I guess when petrol is in high demand (and therefore prices are inflated), you have to charge accordingly. Then of course there was also the fact that she probably wasn’t supposed to be transporting tourists out of Uyuni in return for money, so she’d have to charge us enough to make it worth her while if she was stopped on route.
There were six seats in the jeep. We needed to find four other people to share the cost with. The couple we’d spoken to at breakfast would be two of them (if we could find them; we had no idea which room they were staying in), which just meant that we needed another two people.
Fortunately we found the English couple (we gave the hostel owner their names, and he tracked down their room number), and the four of us proceeded to knock on every room door in the hostel in the hope that we’d find the additional two people that we needed.
At this rate we’d have to split the $300 fare between four of us. $75 each (£52) for a 203 kilometre journey is a lot, especially considering that the usual bus fare from Uyuni to Potosí is just 70 Bolivianos ($9.91). Besides we weren’t even sure the other English couple would be prepared to swallow the extra costs; they may have preferred to wait. We could have ended up paying even more. And whilst we had enough money aside in case of emergencies, we really didn’t want to have to use it for something like this – which was essentially to line the pockets of greedy locals taking advantage of desperate tourists.
So, our fate was in the hands of the lady who owned that jeep, and her ability to track down a further two passengers.
And just at the point that we were about to give up all hope and revert to our original plan, the guy at the hostel announced that two Japanese girls had been found and were waiting in the jeep just around the corner. We grabbed our backpacks and hot-footed it out of the hostel.
It was 13:00 and we were on the road!
Due to the fact that we weren’t strictly allowed to leave Uyuni, and all official roads out of the town had been blocked, we had to take a rather ‘interesting’ (read: off-road) route that any standard motor vehicle would simply not have been able to manage.
But I have to admit that there was something quite appealing about our very own little secret adventure.

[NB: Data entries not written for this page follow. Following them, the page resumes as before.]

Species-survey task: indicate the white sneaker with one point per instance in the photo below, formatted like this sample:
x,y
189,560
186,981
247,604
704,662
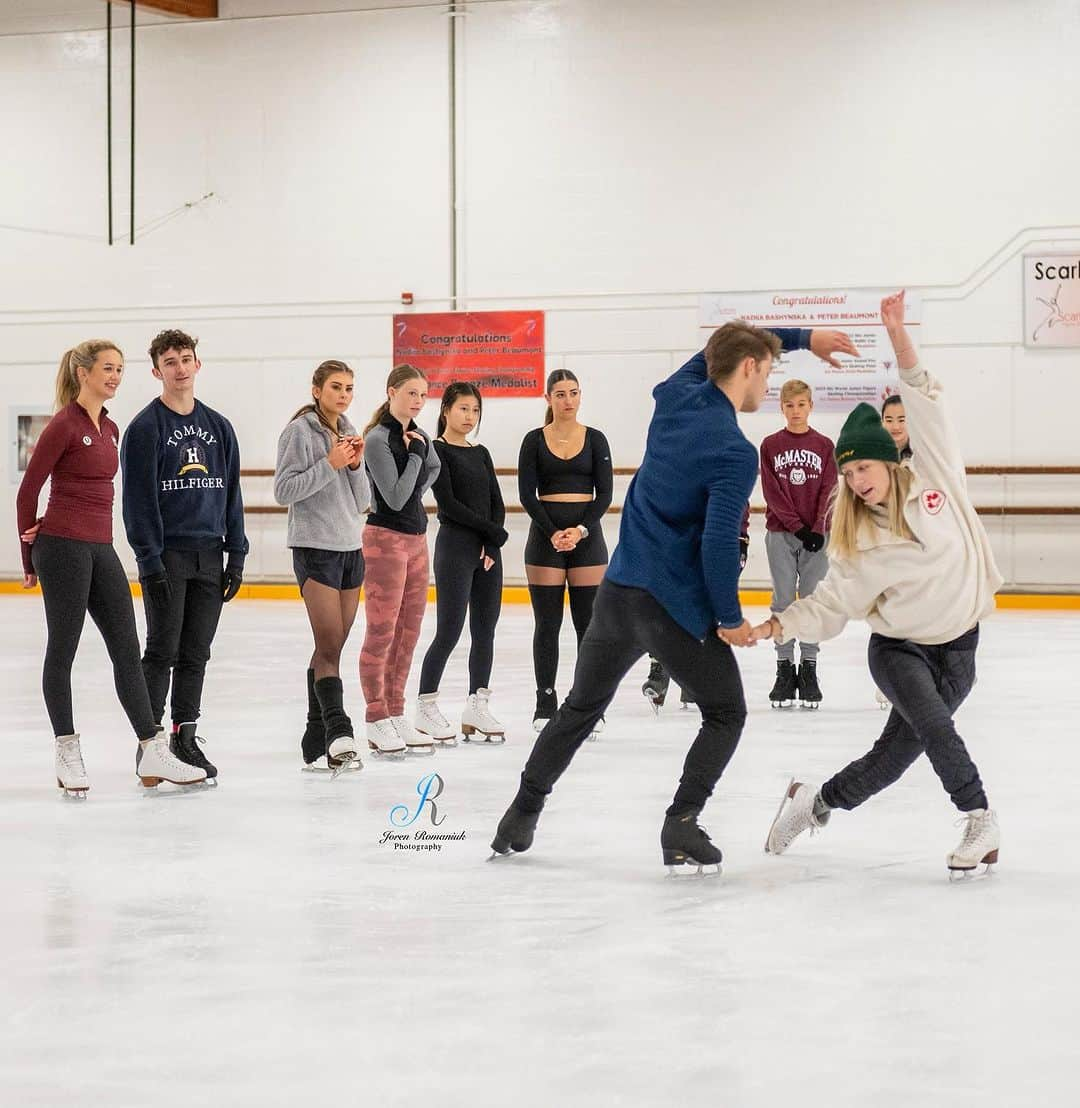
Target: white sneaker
x,y
415,742
71,773
477,724
431,721
155,762
383,738
794,816
978,844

Once we were on the road and we knew we’d be able to make it to Sucre that evening, a huge weight lifted from our shoulders and we were actually able to enjoy the journey.
Both the lady who owned the jeep and the gentleman who drove us, turned out to be a lot of fun, and actually made a lot of stops along the way so that we could photograph the dramatic, cactus-dotted landscapes.
When we arrived at Potosí’s bus station, we had just an hour to wait for a bus that would transport us to our final destination – Sucre.
Ironically we arrived in Sucre just hours after we would have originally, had there been no road blockades and had we been able to get a bus directly from Uyuni to Sucre. Ok so it may have cost us five times as much to make the journey the way we eventually had to, but it could have been a lot, LOT worse.
Side note: We since learned that the others were able to get through the road blockades at around 10pm (that’s A LOT of waiting!) and were subsequently able to fuel up at a petrol station the other side of Uyuni, in order to drive back to Tupiza. They made it to Tupiza by around 3am the following morning.
Tips for dealing with road blockades
- When travelling anywhere in Bolivia, allow yourself plenty of time. Do not book any onward travel (at least not anything you wouldn’t be willing to forego) for at least a few days after you’re scheduled to arrive at your destination.
- Make sure you have plenty of cash on you. When services are severed, ATMs can run out of money quickly. Cash is required to negotiate your onward travel.
- Talk to as many people as possible about your onward travel plans. Likelihood is that word will get around, and ultimately someone will be willing to take you – for the right price.